Thorough beta testing of applications allows developers to address as many bugs and problems as possible before the official deployment. This is true of web apps, desktop apps, and mobile apps alike. uTest offers a range of testing types for a number of different platforms, including iPhone, BlackBerry, and Mac OS X.
Real World Beta Testing of Apps
From functional testing to security testing, uTest’s team of over 50,000 QA professionals take the app into real world situations where they have the best opportunity to encounter potential real world problems with the application being tested.
“Our testing enables companies to move a portion of their testing outside the lab, closer to where their users work, live and play,” writes uTest Chief Marketing Officer Matt Johnston. “That’s why more than 1,000 companies – including leading brands like Google, Microsoft, USA Today, Amazon, Netflix and Mozilla – leverage uTest and its in-the-wild testing model.”
Advantages Over Private Testing
It is very common for governments to contract their software testing needs to firms like IBM. While this certainly provides a great deal of useful information, much of this testing can often times take place within the confines of a QA lab and it may be restricted to a small number of geographical locations.
The “crowdsourcing” dynamic of uTest helps to overcome some of these concerns. While their app beta testers are QA professionals, they take the app into real world circumstances clear across the globe. By testing under real world conditions, the testers are better able to identify bugs and issues that may not have otherwise arisen.
Addressing Security and Privacy Concerns
This naturally brings up the issue of security and privacy. While standard crowdsourcing can result in a “free for all,” the selective process of uTest minimizes these concerns.

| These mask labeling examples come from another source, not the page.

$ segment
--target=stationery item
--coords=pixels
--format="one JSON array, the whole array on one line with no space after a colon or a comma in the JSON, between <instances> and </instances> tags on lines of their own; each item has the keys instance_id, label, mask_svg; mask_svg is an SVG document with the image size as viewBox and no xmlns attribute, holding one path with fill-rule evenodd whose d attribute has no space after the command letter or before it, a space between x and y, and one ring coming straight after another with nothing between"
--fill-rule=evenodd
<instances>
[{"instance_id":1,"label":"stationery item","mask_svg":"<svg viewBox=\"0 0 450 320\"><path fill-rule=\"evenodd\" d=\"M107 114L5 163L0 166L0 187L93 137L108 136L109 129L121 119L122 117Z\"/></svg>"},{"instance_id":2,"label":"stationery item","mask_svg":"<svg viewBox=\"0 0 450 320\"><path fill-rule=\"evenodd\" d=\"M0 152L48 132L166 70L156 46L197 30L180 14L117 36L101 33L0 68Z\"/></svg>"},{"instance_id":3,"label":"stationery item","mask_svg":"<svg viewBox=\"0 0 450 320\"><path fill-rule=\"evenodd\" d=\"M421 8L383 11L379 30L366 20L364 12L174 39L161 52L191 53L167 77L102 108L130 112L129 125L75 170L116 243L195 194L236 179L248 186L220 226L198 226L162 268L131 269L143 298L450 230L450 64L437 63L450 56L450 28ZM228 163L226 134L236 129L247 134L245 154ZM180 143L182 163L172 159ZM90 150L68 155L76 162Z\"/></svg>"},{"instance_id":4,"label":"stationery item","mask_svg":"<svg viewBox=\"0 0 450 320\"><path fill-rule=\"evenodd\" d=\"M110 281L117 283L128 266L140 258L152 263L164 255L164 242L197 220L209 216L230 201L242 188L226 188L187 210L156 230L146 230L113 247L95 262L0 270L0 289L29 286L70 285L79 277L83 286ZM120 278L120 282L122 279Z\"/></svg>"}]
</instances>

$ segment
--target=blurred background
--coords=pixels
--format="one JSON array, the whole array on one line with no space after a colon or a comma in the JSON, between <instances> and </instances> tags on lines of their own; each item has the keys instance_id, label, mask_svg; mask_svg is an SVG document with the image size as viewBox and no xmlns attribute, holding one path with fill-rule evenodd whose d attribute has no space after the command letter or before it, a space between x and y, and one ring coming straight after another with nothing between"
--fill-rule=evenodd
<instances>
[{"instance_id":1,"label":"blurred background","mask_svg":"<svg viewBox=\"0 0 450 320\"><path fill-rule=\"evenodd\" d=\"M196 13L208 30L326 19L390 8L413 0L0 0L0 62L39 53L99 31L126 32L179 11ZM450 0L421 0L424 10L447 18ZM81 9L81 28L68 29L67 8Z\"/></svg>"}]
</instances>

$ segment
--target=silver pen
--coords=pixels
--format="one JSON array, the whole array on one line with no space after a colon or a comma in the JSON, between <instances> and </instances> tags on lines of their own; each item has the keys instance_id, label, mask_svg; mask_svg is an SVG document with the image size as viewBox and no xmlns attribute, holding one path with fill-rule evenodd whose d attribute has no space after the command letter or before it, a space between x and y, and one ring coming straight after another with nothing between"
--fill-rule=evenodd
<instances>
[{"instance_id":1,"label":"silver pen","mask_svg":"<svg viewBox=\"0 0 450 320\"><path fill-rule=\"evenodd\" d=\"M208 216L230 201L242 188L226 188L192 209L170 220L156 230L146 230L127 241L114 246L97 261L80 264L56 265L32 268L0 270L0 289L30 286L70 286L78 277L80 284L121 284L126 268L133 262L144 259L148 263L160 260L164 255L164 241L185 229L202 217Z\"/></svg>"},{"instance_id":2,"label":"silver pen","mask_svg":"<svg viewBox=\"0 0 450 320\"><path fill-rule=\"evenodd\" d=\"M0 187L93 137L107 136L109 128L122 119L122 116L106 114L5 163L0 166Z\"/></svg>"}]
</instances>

As Matt Johnston writes, uTest has also implemented a series of privacy-protecting mechanisms:
- “Legal measures like every uTest community member signs a binding contract with uTest that our customers, their products, and details about testing projects will not be shared.”

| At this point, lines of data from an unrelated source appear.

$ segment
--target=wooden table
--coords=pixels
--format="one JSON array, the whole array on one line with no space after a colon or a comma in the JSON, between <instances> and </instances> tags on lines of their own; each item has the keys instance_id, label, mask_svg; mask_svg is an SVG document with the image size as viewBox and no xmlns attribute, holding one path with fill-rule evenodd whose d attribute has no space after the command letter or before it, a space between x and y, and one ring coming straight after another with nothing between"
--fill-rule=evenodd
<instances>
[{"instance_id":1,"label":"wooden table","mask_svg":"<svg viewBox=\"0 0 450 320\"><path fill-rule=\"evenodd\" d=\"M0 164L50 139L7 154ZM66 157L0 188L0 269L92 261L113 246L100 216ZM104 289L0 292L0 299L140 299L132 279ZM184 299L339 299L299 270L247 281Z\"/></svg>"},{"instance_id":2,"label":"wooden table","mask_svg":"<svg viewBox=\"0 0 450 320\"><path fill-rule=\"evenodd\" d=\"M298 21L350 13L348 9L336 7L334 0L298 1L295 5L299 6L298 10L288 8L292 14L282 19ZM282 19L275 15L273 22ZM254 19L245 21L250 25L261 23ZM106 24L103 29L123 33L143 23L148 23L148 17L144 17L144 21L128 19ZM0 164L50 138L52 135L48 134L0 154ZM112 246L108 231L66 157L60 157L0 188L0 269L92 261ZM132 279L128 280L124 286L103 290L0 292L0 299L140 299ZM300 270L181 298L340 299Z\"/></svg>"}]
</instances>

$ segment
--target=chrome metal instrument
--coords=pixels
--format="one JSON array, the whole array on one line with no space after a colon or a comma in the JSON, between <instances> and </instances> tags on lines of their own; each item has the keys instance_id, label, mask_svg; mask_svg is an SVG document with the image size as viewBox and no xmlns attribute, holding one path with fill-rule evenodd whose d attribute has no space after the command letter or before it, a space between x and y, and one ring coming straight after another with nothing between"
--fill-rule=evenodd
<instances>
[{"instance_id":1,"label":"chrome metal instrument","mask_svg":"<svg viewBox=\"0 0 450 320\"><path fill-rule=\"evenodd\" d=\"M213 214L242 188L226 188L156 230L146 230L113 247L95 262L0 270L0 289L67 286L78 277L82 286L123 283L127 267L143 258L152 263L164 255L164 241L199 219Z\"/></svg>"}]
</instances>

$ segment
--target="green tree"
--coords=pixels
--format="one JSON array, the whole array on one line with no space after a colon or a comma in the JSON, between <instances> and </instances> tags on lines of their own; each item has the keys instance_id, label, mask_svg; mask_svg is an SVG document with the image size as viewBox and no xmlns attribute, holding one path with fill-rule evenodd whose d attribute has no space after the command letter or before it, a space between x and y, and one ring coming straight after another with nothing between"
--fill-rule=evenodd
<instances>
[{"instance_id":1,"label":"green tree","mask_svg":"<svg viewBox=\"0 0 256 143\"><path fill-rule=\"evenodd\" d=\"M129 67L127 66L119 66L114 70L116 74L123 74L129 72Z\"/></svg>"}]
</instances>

- “Technical measures to create audit trails, such as accessing a customer’s QA environment via VPN, behind logins, or even watermarking applications and checking unique IDs out to each participating tester.”
- “Financial measures that enable customers to work with only the most trusted uTest community members – those with whom we’ve worked on hundreds of projects, and who have established a long, pristine uTest track record of skills and integrity.”
It is reassuring that uTest has never had a breach of customer intellectual property since its inception in 2008. That’s 20,000 test cycles and that’s quite the track record.
Cost of Service
The pricing for uTest depends on a number of factors, like app type and preferred testing deliverables, but most estimates are in the $3,000 to $5,000 range per month.
Do you see crowdsourced beta testing services such as that offered by uTest as a viable alternative to the traditional way of performing internally or contracting externally?
Interesting post, Chris. Can you think of any specific, practical applications (pun intended) for government? Maybe there’s a project that you know about and think, “hey, they should use uTest.”
There have actually been a few DoD projects that have piloted crowdsourced testing. Will have to do some digging to learn how they’ve worked out.